Sam’s the man!

My reader may have noticed on his/her cyber-trek that Google has just celebrated the anniversary of Samuel Johnson’s 308th birthday. He was undoubtedly its predecessor – lexicographically speaking – before the more modern encyclopedias appeared. And his dictionary reflected his character as a poet, wit and literary compiler.

So in an idle moment I had a closer look at the title page of his magnum opus, particularly the quotation from Horace, the Latin poet. Why did he include it? I surmised. And as usual the only English translations available are themselves hundreds of years old and as obscure as most find the Latin! Why on earth do so many classicists still insist on imagining that the Romans wrote in out-moded language? They didn’t. They were modern and often vernacular.

So here’s what Horace is quoted as saying – in real English! He is talking about being a poet.

He’ll take on the job of an objective editor.
And if he spots something that lacks sparkle and weight
He’ll have the courage to delete it,
Even if it goes against the grain to do so…..

He goes on to recommend that a poet should use words with ‘expressive’ meanings, as used by Rome’s own classical authors – but he doesn’t mean archaic Latin. So Sam seems to be treating his lexicon almost as poetry – something beyond the mundane and by no means old-fashioned.

What a man!

Author: janus

I'm back......and front - in sunny Sussex-by-the-sea

8 thoughts on “Sam’s the man!”

  1. Ever read’ The History of Rasselas’?
    Written by Johnson to offset his mother’s funeral costs. Plot ludicrous, but the whole point of his writing it was the use of vocabulary. Everything is repeated ‘n’ times starting with polysyllabic latinisms and simplifying language until the last time it is in utterly prosaic everyday English. The middle class bought it and learned vocabulary from the text. It became a social cachet to own a copy.
    Perhaps it was a ploy to sell more dictionaries?
    I had a girlfriend driven mad by this book in her University course. She used to read it and study it with me there to use as a living dictionary, with the mother I had, I knew most of the latinisms. Certainly improved her vocabulary! Even 300 years later.

  2. Absolutely ghastly crap as a story, but very very clever. Incredibly abstruse use of synonyms.

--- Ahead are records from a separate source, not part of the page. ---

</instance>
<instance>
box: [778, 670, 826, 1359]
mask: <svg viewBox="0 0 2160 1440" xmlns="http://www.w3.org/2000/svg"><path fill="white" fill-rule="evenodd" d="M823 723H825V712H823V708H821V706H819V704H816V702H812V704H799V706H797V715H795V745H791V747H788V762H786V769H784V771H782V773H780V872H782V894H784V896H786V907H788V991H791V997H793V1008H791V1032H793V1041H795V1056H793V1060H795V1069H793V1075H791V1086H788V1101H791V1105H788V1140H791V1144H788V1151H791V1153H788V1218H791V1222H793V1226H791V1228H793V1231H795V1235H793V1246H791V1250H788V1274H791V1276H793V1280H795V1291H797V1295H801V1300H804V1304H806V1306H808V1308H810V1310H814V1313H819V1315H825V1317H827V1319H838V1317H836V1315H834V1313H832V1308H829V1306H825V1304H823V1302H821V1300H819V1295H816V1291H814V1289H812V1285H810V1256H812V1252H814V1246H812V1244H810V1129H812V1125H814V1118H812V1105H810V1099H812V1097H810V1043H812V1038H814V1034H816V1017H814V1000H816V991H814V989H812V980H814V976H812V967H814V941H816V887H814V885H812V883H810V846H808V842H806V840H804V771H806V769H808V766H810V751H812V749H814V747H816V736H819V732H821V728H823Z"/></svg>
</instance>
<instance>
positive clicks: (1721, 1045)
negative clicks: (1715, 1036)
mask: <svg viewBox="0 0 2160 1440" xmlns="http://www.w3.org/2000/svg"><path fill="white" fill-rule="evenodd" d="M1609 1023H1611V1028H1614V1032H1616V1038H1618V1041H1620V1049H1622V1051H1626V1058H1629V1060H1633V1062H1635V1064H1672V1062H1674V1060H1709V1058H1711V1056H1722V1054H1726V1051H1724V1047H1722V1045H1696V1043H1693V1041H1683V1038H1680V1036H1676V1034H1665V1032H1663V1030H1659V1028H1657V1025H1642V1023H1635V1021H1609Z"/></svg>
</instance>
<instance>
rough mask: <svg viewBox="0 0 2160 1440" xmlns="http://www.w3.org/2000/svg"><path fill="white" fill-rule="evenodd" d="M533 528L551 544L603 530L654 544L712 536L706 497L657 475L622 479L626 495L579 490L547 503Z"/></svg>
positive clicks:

  3. I have to admit to a nasty game with words, frequently use vocab unheard of three hundred years or so. No one ever know what I have said.
    Tell someone that something/one is contumacious and they smile and say thank you!
    When trapped by the LGBT brigade, assure them that you are awaiting sole sex relationships that are able to achieve parturition from the anus to achieve social parity with heteros.
    More than a few will agree cheerfully. (Just never crack up before you have offstaged!)